En su evaluación de riesgos, los investigadores calcularon que existe una probabilidad entre 20 millones de que se produzca un terremoto dañino cerca de una falla activa en un día determinado. Aunque esta estadística puede parecer mínima, Schmer advierte que tales riesgos no pueden ignorarse al planificar misiones lunares a largo plazo. Si bien las misiones cortas como la del Apolo 17 plantean pocos riesgos, las investigaciones sugieren que los proyectos con estancias prolongadas tienen cada vez más probabilidades de sufrir peligrosos terremotos lunares. Dado que el programa Artemis de la NASA tiene como objetivo establecer una presencia humana continua en la Luna, los conocimientos obtenidos son particularmente oportunos.
Schmer explicó la diferencia en el riesgo según la duración de la misión, señalando que si bien una misión de corta duración sería desafortunada si ocurriera un evento dañino, una misión de una década de duración aumentaría significativamente la probabilidad de experimentar tal evento: aproximadamente uno cada 5.500 días.
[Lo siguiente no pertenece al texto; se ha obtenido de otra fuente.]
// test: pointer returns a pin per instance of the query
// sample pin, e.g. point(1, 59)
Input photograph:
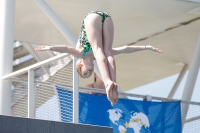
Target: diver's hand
point(149, 47)
point(42, 48)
Esta investigación contribuye al campo emergente de la paleosemología lunar, que examina la actividad sísmica antigua en la Luna. A diferencia de la Tierra, donde a menudo se pueden descubrir pruebas de terremotos pasados, los científicos lunares deben confiar en los materiales existentes y en las imágenes orbitales para sus estudios. Schmer prevé avances en este campo facilitados por futuras misiones Artemis que desplegarán mapeo de alta resolución y sismómetros avanzados.
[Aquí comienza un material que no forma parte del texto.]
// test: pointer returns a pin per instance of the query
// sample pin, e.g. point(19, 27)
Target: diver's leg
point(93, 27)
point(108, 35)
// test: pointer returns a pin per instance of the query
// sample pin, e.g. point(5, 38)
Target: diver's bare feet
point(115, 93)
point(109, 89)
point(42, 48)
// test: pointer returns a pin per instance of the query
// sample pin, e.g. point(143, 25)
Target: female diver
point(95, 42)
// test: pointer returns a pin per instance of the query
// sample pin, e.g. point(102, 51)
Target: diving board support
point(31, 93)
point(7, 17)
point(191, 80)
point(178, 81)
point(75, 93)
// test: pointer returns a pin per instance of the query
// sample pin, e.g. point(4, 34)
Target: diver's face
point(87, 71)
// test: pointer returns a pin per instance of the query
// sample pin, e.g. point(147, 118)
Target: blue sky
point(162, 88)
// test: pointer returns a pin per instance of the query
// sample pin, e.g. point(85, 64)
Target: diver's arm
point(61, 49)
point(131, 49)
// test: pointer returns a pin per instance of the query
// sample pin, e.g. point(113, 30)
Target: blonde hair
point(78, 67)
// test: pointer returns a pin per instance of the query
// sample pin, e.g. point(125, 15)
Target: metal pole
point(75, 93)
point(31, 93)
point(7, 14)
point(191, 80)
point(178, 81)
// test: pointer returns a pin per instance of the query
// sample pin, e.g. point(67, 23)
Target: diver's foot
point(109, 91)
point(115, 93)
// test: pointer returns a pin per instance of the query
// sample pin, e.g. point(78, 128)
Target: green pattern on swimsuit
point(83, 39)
Además, esta investigación contó con el apoyo de la misión Lunar Reconnaissance Orbiter de la NASA, que ha sido fundamental para proporcionar datos críticos para los estudios lunares desde su lanzamiento en 2009. Los investigadores sugieren que una planificación cuidadosa es esencial para garantizar la seguridad de los esfuerzos de exploración lunar, especialmente aconsejando a futuras misiones que eviten el establecimiento de hábitats en áreas con fallas recientes.